What Glassnode found in their analysis a year ago, is that:
“We can derive that around 2% of network entities control 71.5% of all Bitcoin. Note that this figure is substantially different from the often propagated ‘2% control 95% of the supply.’”
And that 71.5% was an upper bound, i.e., a high estimate of the supply distribution concentration. There are many reasons why the retail share is likely larger because of bitcoin with custodians, supply on exchanges, lost coins, and a conservative methodology to identify entities.
When digging into the entities supply distribution data today, we find a clear trend of retail (entities holding less than 10 BTC) increasing their share of circulating supply from 1.51% in 2012 to 13.90% in 2022 on average. The largest share growth of supply comes from entities holding 1-10 BTC and 0.1 - 1 BTC.
Here’s a breakdown of the share of supply growth from 2012 and 2022 across specific balance bands. At the same we’ve seen retail share grow across all of the bands below 10 BTC, the largest declines in supply share have come from entities holding 1,000 - 10,000 BTC, and 10,000 - 100,000 BTC.
And again, this is likely a lower bound of the supply growth share in retail. An entity holding more than 100,000 bitcoin can be an exchange which represents thousands of retail users. Since many users don’t self custody (it’s estimated that the number of users with exchange accounts is somewhere around 100-200 million) exchanges are holding smaller amounts of bitcoin on retail’s behalf.

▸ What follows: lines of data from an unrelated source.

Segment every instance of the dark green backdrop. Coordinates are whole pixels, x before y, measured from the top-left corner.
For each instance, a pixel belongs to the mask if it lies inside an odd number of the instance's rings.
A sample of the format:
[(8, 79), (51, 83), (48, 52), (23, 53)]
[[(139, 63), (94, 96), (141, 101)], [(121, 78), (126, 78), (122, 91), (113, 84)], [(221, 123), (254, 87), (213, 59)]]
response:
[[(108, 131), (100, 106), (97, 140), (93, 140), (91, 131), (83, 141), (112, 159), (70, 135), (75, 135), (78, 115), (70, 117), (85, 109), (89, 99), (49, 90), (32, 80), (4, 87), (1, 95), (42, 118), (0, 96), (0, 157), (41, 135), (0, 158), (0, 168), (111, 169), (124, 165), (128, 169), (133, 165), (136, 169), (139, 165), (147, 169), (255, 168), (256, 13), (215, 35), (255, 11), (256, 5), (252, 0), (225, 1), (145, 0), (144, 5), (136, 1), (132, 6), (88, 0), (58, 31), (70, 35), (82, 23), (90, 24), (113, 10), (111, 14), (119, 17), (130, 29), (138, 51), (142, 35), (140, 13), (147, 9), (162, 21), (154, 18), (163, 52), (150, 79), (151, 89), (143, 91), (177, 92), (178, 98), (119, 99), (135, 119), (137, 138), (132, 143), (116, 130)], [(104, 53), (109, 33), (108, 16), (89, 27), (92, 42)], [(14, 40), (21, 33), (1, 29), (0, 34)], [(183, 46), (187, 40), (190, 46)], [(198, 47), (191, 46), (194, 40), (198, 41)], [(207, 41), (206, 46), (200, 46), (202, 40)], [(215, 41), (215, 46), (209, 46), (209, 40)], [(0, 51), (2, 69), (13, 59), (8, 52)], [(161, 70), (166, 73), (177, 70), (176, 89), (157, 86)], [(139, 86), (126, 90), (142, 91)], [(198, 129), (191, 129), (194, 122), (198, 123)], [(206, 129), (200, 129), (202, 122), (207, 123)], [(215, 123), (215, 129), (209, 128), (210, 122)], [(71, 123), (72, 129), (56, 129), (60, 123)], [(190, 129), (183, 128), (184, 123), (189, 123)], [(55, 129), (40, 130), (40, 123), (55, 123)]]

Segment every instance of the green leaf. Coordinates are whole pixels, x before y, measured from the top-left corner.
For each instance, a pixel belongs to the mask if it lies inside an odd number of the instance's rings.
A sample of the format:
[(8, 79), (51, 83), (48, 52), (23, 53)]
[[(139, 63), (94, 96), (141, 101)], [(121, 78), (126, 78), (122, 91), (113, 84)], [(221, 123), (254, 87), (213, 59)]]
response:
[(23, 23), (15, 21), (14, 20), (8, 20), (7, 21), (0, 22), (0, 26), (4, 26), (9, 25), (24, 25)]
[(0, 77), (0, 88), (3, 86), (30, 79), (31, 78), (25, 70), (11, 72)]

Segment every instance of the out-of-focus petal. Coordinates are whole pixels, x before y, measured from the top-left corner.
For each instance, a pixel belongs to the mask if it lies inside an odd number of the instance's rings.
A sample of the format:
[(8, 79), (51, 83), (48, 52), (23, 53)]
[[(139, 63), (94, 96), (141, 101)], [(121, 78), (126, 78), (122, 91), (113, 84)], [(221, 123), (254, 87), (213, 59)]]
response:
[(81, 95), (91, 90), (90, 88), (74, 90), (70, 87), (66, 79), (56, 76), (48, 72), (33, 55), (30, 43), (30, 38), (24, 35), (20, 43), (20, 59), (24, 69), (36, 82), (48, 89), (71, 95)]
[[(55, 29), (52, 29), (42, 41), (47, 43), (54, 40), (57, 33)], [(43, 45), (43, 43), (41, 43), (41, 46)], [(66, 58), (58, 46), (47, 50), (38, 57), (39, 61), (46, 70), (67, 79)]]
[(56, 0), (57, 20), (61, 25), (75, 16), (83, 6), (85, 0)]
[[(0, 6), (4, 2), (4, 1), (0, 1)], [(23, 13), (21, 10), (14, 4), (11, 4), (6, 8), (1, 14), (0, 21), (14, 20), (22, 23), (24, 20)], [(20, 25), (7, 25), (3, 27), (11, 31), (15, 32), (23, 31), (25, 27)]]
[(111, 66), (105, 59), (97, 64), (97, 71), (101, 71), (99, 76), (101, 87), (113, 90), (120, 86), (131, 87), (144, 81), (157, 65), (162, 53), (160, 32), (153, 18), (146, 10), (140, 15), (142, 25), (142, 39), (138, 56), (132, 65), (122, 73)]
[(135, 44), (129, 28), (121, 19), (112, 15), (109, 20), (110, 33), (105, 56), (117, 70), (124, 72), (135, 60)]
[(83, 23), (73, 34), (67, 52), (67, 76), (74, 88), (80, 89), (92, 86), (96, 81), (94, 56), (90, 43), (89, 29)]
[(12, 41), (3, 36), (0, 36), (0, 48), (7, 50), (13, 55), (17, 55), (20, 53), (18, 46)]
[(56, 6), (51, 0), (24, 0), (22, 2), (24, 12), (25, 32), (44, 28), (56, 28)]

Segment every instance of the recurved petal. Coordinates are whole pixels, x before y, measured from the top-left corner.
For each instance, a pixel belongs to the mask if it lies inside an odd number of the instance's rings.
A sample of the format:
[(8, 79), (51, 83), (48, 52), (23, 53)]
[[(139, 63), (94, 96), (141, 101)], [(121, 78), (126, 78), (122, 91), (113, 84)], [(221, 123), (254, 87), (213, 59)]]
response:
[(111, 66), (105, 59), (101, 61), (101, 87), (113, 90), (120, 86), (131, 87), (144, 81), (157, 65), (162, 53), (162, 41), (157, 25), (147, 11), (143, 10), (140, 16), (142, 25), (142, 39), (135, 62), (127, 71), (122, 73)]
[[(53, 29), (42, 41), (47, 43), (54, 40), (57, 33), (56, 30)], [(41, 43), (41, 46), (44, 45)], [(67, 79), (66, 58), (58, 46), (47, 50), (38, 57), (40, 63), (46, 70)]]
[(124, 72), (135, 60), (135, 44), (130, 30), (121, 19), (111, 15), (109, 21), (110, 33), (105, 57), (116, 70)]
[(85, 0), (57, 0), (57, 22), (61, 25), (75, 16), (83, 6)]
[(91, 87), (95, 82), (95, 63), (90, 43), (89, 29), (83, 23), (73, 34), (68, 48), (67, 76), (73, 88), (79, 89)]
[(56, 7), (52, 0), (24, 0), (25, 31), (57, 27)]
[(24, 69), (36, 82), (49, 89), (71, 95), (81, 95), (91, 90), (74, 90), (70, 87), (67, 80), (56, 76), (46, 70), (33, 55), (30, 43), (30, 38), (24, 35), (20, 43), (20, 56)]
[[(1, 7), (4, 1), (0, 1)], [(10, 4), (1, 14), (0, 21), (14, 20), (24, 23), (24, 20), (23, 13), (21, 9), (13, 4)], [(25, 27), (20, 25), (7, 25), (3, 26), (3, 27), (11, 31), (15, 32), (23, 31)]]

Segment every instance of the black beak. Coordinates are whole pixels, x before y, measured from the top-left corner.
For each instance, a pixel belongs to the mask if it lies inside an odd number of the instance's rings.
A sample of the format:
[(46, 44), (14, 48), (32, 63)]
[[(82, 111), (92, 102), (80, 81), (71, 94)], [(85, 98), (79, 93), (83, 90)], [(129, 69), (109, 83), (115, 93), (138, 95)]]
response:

Over the last month, we’ve also seen some of the strongest accumulation in retail supply growth, across all band balances, since 2017. This has brought the estimated retail supply to over 2.7 million bitcoin, worth $112 billion.
Final Note
All of this data contributes to the case that Bitcoin is a money designed for and accessible to the common global individual. Although institutions and institutional capital flowing into the network is likely the next major price catalyst and will impact supply share, we continue to see the network share of retail rise as anyone in the world can acquire and store bitcoin themselves.
It’s been a first-of-its-kind case study where for once, retail and individuals are able to access assets and economic wealth before institutions.